After winning the first two games of the four-game series, the Braves had a four-game winning streak snapped Wednesday and got blown out Thursday, with a big early-innings home run off the bat of slugger Chris Carter fueling the Brewers in both games.
The Braves are 4-3 on a 10-game trip that finishes with a series at Washington starting Friday.
Carter crushed a three-run homer off Joel De La Cruz in the third inning of Wednesday’s 4-3 Brewers win, then hit a two-run homer in the first inning Thursday. Hernandez (1-1) made the same mistake De La Cruz did by hanging a slider against the extremely strong Carter, who has 27 home runs including a majors-leading 20 at home.
“Honestly it wasn’t even that bad a mistake,” Braves catcher Anthony Recker said. “It was a fairly decently located pitch down and away. He’s got enough power to get out on that front foot and flip it out, which is amazing. He just did a really good job of hitting that pitch. I don’t think we pitched him in enough early.”
The Braves saw their 14-inning bullpen scoreless streak snapped when Brandon Cunniff gave up a run on two hits and a walk in the fifth inning, then gave up three more runs in the sixth. Those last three runs against Cunniff scored when he left the game with bases loaded — on one hit, two walks — and Manny Pina greeted Braves rookie Madison Younginer by hitting a three-run double to push the lead to 9-2.
“Got behind too much too early,” said interim manager Brian Snitker, whose Braves won 10 of 14 games before losing the past two. “Just had a hard time stopping the bleeding there for a while, really worked to get the outs.”
Milwaukee had led 6-0 before the Braves scored two runs in the sixth including a leadoff homer by Erick Aybar. Aybar was one of the few bright spots for the Braves as the recently resurgent veteran shortstop collected three hits including a first-inning double.
“Offensively, we come roaring back that one inning and I thought, well, here we go, here we come again,” Snitker said. “That big hit that Madison gave up with bases loaded, it’s kind of tough to come back from that.”

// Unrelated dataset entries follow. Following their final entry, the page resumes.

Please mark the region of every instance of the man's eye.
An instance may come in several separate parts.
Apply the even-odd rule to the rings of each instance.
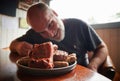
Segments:
[[[51,28],[53,26],[53,21],[50,22],[50,24],[48,25],[48,29]]]

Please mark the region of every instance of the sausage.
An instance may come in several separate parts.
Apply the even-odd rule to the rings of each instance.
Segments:
[[[70,55],[67,56],[66,61],[67,61],[68,63],[73,63],[73,62],[76,61],[76,59],[77,59],[76,54],[75,54],[75,53],[72,53],[72,54],[70,54]]]
[[[66,61],[54,61],[54,68],[66,67],[69,63]]]

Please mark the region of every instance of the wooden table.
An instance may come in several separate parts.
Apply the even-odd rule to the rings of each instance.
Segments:
[[[16,60],[20,56],[0,49],[0,81],[111,81],[97,72],[77,65],[71,72],[60,76],[30,76],[18,72]]]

Braves first baseman Freddie Freeman also had a sacrifice fly and reached base three times on two walks and a double off the left-field wall, after going 3-for-3 with two homers and a walk Wednesday.
Hernandez gave up seven hits and five runs in four innings with two strikeouts. A 35-year-old right-hander waited 14 months from his last start with the Astros in June 2015 before he pitched again in the majors last week when the Braves called him up from Triple-A to fill a gap in their injury- and trade-thinned rotation.
He wasn’t bad in his start against the Cardinals — five innings, six hits, three runs in a win — but was not sharp at all against the Brewers. With Julio Teheran expected back from the disabled list by late next week, Hernandez might soon be again on the outside looking in.
Teheran, on the DL with a lat strain, felt good in a bullpen side session Thursday and is expected to make one rehab start.
“That’ll really be kind of a big shot in the arm, and also Viz,” Snitker said, referring to reliever Aroydys Vizcaino, nearing his return from a DL stint for a strained oblique. “If we can get him back in the middle of the bullpen, that’ll just make us even deeper yet. Looking ahead, it’s going to get better. We’ve got guys coming. I think we’re doing a pretty good job of hanging in there right now with all the injuries and stretching the organization as thin as we have. We’re doing OK.”